Four American presidents have died by assassination, the last when I was six years old. John F. Kennedy, who suffered a devastating head wound, was likely dead on arrival at Parkland Hospital. Nearly a century before, the first, Abraham Lincoln, was also shot in the head, but survived overnight. In 1901, William McKinley took bullets to the abdomen, and lived just slightly longer than a week, with hopes for his recovery rising and falling. But in 1881, James A. Garfield, shot in the back, lingered on the precipice of death—incapacitated and in excruciating pain—for an astonishing seventy-nine days before the end! When it was finally over, he had been president for only just a bit longer than six months, and nearly half of that time he spent very slowly dying. In the meantime, the entire nation, nearly paralyzed, watched and waited.
In Destiny of the Republic: A Tale of Madness, Medicine and the Murder of a President [2011], Candice Millard, certainly one of history’s greatest storytellers, splendidly captures the high drama of this event and its aftermath while skillfully recreating the milieu of an America—despite the brief interval in years—strikingly different than that which belonged to Lincoln or McKinley. 1880, the year Garfield was elected, was only fifteen years removed from Appomattox, but a time traveler from Wilmer McLean’s parlor would be astonished to find an entirely different version of this United States, marked by rapid economic expansion and the outsize wealth creation that characterized the Gilded Age—fueled by opportunity, ambition, and the technological advances of the Second Industrial Revolution.
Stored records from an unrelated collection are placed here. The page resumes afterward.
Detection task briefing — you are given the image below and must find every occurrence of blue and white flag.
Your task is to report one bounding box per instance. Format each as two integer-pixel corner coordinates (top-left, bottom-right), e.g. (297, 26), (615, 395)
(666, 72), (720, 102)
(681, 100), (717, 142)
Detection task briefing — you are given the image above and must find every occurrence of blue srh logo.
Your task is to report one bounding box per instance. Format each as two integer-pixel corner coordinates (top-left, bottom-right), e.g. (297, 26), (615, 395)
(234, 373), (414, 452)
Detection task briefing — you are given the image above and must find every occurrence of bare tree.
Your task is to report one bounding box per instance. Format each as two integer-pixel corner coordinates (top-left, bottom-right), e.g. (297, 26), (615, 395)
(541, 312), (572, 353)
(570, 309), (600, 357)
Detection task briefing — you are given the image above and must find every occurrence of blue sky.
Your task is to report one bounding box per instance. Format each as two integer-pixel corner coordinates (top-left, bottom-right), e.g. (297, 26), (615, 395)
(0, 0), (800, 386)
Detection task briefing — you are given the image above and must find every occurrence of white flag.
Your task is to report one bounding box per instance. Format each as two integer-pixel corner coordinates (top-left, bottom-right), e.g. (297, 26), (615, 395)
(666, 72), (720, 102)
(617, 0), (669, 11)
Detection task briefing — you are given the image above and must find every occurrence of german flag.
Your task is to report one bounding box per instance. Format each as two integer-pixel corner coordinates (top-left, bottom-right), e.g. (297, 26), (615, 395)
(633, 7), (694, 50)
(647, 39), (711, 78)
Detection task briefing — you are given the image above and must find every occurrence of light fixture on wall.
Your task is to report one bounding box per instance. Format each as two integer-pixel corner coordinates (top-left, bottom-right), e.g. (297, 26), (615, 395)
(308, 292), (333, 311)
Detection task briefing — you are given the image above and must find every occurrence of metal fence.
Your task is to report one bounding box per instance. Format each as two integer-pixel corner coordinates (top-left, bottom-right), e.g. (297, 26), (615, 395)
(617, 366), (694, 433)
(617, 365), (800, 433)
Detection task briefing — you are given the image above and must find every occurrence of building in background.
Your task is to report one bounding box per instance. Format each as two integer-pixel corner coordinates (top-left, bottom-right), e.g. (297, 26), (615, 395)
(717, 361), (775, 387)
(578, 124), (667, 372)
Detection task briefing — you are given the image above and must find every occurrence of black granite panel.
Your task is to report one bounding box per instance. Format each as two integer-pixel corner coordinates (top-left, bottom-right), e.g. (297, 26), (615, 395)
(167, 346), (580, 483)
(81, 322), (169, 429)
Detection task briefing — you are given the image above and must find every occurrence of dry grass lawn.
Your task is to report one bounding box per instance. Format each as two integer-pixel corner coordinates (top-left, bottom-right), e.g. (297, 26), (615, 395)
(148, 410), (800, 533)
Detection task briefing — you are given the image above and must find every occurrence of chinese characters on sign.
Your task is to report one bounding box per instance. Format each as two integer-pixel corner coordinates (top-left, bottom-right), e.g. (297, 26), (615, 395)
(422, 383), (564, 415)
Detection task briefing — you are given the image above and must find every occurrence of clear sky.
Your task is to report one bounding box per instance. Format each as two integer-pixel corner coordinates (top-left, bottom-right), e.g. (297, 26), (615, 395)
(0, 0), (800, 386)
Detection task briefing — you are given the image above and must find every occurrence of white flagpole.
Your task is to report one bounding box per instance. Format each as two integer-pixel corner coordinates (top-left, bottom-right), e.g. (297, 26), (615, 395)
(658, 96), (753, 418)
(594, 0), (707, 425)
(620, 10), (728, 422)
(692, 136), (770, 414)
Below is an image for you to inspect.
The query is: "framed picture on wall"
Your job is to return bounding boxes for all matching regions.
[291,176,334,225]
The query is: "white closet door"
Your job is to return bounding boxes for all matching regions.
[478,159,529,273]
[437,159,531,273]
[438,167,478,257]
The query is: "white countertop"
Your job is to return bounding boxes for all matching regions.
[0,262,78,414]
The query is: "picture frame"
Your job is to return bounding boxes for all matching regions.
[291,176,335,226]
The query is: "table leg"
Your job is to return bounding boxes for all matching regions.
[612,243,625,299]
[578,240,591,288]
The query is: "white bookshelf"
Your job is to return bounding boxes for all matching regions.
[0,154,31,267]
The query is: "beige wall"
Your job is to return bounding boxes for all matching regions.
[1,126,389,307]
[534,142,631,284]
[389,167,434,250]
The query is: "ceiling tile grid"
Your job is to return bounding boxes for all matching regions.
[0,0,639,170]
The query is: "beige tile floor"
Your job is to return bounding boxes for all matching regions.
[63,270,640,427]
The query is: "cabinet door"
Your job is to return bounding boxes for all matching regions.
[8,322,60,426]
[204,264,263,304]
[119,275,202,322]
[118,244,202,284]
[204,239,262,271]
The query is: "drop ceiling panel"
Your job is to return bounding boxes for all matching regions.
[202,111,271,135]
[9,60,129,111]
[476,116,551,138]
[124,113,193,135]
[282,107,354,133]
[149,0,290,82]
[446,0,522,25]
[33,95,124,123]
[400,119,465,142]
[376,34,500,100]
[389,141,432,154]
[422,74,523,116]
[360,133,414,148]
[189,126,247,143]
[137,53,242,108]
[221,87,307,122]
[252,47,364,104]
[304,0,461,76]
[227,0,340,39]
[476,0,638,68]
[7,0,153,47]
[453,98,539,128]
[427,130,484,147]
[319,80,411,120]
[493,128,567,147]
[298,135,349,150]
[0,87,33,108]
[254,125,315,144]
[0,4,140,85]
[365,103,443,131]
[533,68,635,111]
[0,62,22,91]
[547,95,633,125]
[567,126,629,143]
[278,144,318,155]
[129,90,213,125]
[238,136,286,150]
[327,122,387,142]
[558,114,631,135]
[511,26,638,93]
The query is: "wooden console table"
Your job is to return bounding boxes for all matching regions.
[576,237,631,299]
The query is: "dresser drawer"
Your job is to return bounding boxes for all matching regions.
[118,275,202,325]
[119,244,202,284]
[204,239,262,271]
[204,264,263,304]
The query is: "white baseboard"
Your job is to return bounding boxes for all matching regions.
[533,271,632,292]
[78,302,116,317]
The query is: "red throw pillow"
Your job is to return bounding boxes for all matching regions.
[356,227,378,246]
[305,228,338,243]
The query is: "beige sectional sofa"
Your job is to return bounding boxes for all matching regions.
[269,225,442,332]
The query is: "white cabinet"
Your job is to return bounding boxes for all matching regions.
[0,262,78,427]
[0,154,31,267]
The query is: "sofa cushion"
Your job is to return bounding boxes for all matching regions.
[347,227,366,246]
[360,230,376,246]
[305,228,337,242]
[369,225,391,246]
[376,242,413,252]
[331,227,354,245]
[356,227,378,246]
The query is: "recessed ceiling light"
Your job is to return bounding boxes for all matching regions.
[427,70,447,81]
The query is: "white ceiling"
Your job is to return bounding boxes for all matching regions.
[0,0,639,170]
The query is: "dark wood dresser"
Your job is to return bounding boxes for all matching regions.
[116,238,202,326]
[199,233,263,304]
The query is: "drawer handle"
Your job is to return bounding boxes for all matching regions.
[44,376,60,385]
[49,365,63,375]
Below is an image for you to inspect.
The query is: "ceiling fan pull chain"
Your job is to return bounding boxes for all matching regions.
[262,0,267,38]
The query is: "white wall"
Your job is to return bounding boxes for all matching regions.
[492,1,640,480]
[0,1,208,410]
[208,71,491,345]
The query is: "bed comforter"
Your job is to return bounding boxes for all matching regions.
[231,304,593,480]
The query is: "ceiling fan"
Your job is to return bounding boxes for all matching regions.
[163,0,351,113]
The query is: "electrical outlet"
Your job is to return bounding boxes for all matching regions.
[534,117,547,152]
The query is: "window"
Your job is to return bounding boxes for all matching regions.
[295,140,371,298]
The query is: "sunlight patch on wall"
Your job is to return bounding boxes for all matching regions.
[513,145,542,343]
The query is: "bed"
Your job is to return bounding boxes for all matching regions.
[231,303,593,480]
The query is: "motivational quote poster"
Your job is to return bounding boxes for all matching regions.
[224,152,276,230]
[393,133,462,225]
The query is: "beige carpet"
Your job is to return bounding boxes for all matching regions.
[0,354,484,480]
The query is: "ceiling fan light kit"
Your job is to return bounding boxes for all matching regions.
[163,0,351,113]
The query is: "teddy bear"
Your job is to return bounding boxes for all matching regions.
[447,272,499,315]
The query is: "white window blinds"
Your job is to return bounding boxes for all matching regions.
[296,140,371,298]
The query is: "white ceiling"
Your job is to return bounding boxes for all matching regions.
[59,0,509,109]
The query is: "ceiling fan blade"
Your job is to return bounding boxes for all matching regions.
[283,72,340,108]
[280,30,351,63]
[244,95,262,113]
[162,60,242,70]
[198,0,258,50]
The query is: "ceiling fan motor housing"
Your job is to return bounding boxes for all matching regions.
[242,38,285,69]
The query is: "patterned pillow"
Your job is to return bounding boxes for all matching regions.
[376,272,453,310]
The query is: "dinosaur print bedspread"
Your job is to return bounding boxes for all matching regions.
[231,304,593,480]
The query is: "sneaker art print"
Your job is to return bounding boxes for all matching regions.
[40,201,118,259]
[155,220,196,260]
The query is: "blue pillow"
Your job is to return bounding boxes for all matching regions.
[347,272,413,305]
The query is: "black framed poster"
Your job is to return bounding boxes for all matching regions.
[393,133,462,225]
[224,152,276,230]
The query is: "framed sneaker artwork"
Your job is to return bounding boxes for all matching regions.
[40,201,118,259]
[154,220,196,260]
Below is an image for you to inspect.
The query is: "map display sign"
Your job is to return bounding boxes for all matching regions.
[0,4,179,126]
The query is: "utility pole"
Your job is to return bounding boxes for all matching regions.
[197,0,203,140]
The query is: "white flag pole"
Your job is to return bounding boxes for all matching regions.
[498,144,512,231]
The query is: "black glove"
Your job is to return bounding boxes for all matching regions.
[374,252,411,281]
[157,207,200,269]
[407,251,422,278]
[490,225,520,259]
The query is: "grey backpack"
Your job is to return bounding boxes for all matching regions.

And it sat perched on the edge of even more wonders to come, the very dawn of the age of the great inventions that would so thoroughly transform American life over just three decades, with the incandescent bulb and widespread electrification, the phonograph, motion pictures, the automobile, and even manned flight!
But the first of these marvels—the telephone, which truly revolutionized communications—was becoming increasingly common. Patented in 1876, one was installed in the White House in 1879. (We can only imagine how eagerly Lincoln—who leaned so heavily on the telegraph for news of battlefield results—would have adopted this innovation and relied on it to talk strategy with McClellan, Meade, or Grant.) By 1880 there already almost 48,000 telephones in the United States; that number would nearly triple just a year later. Its inventor, Alexander Graham Bell, has a part in this tale.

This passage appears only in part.